Kiedy spotykamy kogoś, kto jest nam przeciwny, zły wobec nas, najczęściej taką osobę zwyczajnie jak się da, to się ignoruje, omija, unika. To normalna rzeczywistość i pewnie wielu zwyczajnie by mi teraz przyklasnęło i w ogóle nie brało innej opcji pod uwagę.

A jest inna opcja?

Pismo św. ukazuje szereg zachowań, które powinny towarzyszyć człowiekowi, w szczególności chrześcijaninowi, w sytuacjach konfrontacji z tzw. nieprzyjacielem. 

Miłuj – dobrze czyń – błogosław – módl się – nadstaw drugi policzek – oddaj szatę – dawaj każdemu kto prosi – wzajemność.

Za każdym z tych słów stoi konkretna osoba, która to realizuje i konkretna osoba, do której to działanie jest skierowane.

Dlaczego masz nieprzyjaciół? 

Warto sobie odpowiedzieć na to pytanie, szukając powodów, z racji których ktoś wrzucony zostaje w worek takich właśnie ludzie.

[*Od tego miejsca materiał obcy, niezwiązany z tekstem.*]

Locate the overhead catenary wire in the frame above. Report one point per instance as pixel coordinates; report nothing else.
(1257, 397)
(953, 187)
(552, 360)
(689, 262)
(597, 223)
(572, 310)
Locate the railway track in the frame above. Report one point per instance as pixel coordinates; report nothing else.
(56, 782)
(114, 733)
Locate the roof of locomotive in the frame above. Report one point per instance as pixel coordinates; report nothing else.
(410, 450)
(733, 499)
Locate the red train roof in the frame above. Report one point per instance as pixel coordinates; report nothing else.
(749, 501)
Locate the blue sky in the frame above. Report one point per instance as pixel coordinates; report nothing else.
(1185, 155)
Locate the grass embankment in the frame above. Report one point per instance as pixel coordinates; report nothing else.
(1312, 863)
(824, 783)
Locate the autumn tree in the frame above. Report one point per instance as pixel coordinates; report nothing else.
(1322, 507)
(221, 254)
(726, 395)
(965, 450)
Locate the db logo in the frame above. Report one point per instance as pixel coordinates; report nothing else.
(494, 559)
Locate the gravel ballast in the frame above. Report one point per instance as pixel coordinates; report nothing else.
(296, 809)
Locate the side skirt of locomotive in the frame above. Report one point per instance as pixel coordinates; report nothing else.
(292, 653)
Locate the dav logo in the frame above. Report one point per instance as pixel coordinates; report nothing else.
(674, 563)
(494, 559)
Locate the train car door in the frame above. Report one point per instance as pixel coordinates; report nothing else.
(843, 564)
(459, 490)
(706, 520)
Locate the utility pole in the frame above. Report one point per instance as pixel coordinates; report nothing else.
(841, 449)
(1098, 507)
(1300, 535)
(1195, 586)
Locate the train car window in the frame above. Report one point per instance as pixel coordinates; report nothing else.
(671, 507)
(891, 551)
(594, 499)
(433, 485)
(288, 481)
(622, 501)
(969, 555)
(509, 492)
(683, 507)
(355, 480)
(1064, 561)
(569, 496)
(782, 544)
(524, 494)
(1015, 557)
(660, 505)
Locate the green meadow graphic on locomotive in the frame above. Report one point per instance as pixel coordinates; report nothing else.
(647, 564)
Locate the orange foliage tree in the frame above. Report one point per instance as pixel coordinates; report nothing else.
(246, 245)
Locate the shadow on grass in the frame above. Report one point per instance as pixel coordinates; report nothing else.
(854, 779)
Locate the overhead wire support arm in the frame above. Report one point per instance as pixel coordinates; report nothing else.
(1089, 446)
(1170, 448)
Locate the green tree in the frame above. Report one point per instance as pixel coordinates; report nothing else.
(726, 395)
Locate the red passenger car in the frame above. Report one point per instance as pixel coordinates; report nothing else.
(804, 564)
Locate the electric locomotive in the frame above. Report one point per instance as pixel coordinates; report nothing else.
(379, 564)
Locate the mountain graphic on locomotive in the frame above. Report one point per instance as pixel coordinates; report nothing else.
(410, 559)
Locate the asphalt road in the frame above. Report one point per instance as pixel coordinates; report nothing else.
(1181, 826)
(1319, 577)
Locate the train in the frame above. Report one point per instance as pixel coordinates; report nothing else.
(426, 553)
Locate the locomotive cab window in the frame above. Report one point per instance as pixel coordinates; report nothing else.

Słowo jest zawsze mobilizujące i dziś znów mamy tego konkretny przykład. Mogłoby nam kazać się wycofać, odpuścić, nie robić czegoś, a jednak nie. Stawia przed nami konkretne zadanie – wzywa nas na wyższy level – poziom życia – nie tylko na poziom działania, o którym już wspominałem, ale zachęca nas do miłości i miłosierdzia. To jest zasadnicze przesłanie dzisiejszego fragmentu Ewangelii.

 

DOŚWIADCZENIE:

Szczerze to nie mam konkretnego ponieważ nie mam w swoim życiu takich ludzi. Nie określiłbym dzisiaj nikogo mianem nieprzyjaciela. Może mnie ktoś chwilowo denerwuje. Moż kogoś nie rozumiem. Może mi się czyjeś zachowanie nie podoba. Ale nie mam nikogo, kogo mógłbym nazwać nieprzyjacielem.